Hiromori Hayashi (林 廣守, Hayashi Hiromori) was a Japanese composer credited with composing the Japanese national anthem "Kimigayo".

==Life and career==
He held several positions in the royal court starting in his youth. He moved to Tokyo after the Meiji Restoration and in 1875 helped carry out 1875 orders to fuse Western musical theory with Japanese theory.
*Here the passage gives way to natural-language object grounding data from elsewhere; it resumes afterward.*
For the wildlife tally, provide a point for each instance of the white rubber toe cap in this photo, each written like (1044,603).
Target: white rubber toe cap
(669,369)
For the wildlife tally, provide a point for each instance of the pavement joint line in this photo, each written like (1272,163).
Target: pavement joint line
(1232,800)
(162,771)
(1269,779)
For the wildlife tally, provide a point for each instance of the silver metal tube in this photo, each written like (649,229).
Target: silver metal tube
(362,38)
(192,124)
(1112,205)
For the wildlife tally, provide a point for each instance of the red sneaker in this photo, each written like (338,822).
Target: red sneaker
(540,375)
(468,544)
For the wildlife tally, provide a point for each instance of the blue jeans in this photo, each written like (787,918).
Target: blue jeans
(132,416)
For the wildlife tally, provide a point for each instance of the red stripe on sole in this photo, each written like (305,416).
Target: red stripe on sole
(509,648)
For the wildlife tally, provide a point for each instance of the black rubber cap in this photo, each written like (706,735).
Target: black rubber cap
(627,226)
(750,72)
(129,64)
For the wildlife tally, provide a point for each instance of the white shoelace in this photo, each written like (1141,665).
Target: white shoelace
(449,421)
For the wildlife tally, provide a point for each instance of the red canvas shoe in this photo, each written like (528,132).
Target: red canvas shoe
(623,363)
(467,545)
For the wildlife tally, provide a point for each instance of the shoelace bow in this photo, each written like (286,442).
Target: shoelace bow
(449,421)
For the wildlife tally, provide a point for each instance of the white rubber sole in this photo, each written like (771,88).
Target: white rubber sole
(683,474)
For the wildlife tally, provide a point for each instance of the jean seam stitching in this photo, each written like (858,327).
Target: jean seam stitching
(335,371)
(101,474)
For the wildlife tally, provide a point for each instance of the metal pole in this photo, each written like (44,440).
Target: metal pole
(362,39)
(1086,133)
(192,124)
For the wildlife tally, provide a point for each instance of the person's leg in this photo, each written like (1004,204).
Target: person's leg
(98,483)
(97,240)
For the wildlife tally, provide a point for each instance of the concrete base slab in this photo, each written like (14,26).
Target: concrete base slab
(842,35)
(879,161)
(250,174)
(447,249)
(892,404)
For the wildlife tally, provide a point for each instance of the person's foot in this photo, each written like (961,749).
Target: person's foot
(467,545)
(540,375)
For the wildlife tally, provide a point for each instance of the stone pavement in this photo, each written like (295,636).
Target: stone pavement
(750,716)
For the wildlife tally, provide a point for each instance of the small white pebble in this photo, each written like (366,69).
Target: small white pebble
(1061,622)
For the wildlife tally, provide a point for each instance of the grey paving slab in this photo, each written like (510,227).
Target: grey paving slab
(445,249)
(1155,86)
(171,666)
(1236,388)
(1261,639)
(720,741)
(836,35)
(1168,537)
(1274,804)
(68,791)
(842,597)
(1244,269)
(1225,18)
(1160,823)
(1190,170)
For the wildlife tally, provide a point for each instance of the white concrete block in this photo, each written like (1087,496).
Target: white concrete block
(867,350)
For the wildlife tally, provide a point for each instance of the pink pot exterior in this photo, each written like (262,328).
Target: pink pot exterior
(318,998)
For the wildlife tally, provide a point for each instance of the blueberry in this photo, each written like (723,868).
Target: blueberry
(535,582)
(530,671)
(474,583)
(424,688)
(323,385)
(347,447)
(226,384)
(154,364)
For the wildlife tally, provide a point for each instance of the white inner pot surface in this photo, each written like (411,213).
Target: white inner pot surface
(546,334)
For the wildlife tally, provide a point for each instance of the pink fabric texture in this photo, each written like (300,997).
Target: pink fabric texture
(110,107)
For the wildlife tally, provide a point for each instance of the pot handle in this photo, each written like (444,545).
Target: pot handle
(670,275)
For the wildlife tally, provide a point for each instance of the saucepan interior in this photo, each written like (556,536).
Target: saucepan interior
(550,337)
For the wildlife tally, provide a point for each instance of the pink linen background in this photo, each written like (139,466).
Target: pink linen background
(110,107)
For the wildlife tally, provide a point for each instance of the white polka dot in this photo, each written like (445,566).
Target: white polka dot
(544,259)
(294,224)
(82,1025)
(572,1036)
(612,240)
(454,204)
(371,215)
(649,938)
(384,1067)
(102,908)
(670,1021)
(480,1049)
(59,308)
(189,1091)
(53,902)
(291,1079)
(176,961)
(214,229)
The final version of the anthem was first played for Emperor Meiji for his birthday, on 3 November 1880.

Sources conflict over who composed the music. Historian Emiko Ohnuki-Tierney writes, "The composer is nominally identified as Hayashi Hiromori, a musician at the Imperial Court, but Oku Yoshiisa, who worked under Hayashi, is believed to have composed the music, with some rearrangement by Franz Eckert (1852–1916)." The melody that Hayashi was credited for replaced an arrangement by John William Fenton, a British military band leader, that was rejected in 1870. The Court then adopted a new melody composed by Yoshiisa Oku and Akimori Hayashi. The composer is often listed as Hiromori Hayashi, who was their supervisor and Akimori's father. Akimori was also one of Fenton's pupils. The German musician Franz Eckert applied the melody with Western-style harmony.